Thank you! I hope to find other ideas and concepts to show like this. I always loved science shows that had fun demonstrations, I think it'd be a blast to think of more to do. ^_^
Good demonstration. I'm assuming the battery that's higher than the others drains from it to the other batteries via the balance leads. I suppose a simulation of that with this setup would entail a small diameter hose that goes from one bucket to the next. And each bucket would have it's own partner battery with a linked tiny balance hose. I still have to watch more of your videos to get a better idea os what's going on. Good to develop an understanding of control systems involved.

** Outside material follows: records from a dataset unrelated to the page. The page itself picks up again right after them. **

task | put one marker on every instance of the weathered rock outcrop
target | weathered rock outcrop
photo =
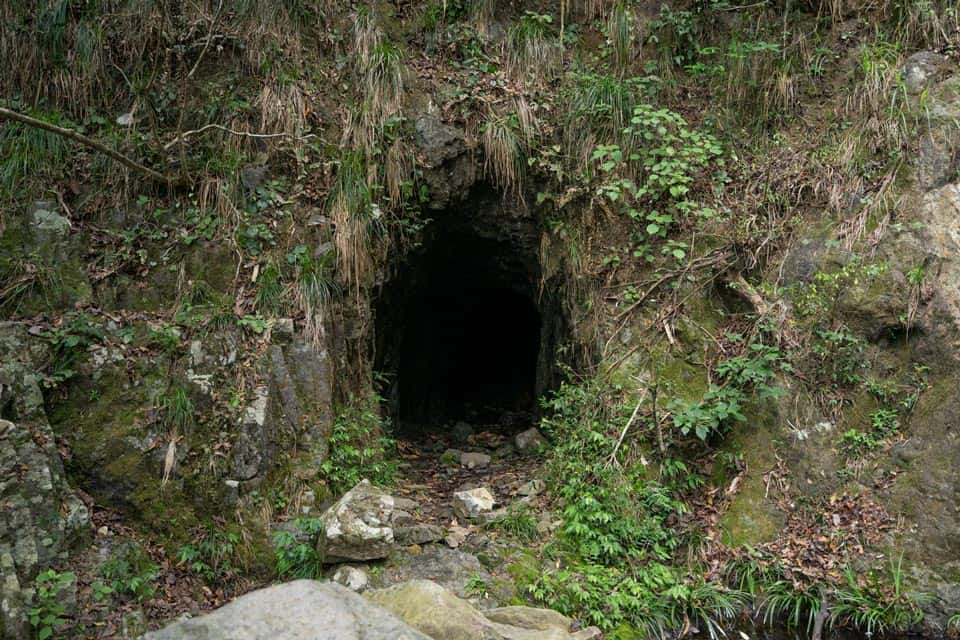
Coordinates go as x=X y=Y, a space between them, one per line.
x=430 y=608
x=292 y=405
x=41 y=517
x=911 y=314
x=449 y=169
x=300 y=610
x=359 y=526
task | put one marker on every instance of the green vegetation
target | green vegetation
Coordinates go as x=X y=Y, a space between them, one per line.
x=213 y=555
x=875 y=605
x=49 y=613
x=518 y=522
x=129 y=573
x=679 y=158
x=360 y=447
x=296 y=553
x=725 y=401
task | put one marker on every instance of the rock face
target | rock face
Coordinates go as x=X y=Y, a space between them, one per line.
x=450 y=568
x=431 y=609
x=41 y=518
x=352 y=578
x=450 y=170
x=293 y=405
x=924 y=322
x=358 y=526
x=473 y=460
x=470 y=504
x=299 y=610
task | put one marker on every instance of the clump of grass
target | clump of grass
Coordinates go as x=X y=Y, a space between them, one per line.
x=709 y=605
x=503 y=151
x=875 y=606
x=23 y=279
x=283 y=109
x=379 y=68
x=599 y=107
x=620 y=35
x=316 y=286
x=176 y=410
x=28 y=154
x=532 y=49
x=927 y=23
x=518 y=522
x=795 y=605
x=358 y=218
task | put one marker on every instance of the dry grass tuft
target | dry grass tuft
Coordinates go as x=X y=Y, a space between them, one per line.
x=506 y=141
x=531 y=49
x=357 y=217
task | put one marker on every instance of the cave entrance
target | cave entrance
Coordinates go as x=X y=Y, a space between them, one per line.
x=465 y=331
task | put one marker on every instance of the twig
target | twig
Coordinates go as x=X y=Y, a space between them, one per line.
x=213 y=25
x=89 y=142
x=246 y=134
x=623 y=434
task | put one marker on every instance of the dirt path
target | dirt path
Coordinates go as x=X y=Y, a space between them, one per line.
x=430 y=477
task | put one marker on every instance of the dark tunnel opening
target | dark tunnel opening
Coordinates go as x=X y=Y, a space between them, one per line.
x=465 y=331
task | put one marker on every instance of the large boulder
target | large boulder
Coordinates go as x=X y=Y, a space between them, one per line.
x=358 y=526
x=448 y=168
x=451 y=568
x=41 y=518
x=299 y=610
x=431 y=609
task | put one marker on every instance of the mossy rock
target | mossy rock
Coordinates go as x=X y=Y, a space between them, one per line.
x=751 y=518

Most BMS units use "passive" balancing that stops charging the pack once any cell reaches a set voltage, eg 3.65 for LPF, and then turns on the bleeder resister for the fully charged cell, slowly draining it. Any you're right, it drains at such a slow rate, that it can take a significant amount of time drain enough so that all the other cells can get to full charge. Even worse, if you have 3 cells fully charged and one cell at a low SOC, all three fully charged cells need to be slowly drained. Imagine a 16S pack with 15 fully charged cells. It would need to bleed 15/16 of the energy being put into the pack to top up that last cell. You can improve the speed of passive balancing by reducing the value of the bleeder resistor so that it draws more power, draining the cell quicker. But of course that has the disadvantage of causing more heat, especially as more cells reach their full charge. In your demonstration, this would be like drilling a bigger hole at the top of the pail, causing your patio to get pretty wet. ;-) In contrary, "active" balancers move energy from one cell to another. That would be like dunking a cup into the fuller pail and moving a cup of water into a pail that is less full, and repeating that until all pails where equal. Less water spills onto the patio, ie, less energy waisted.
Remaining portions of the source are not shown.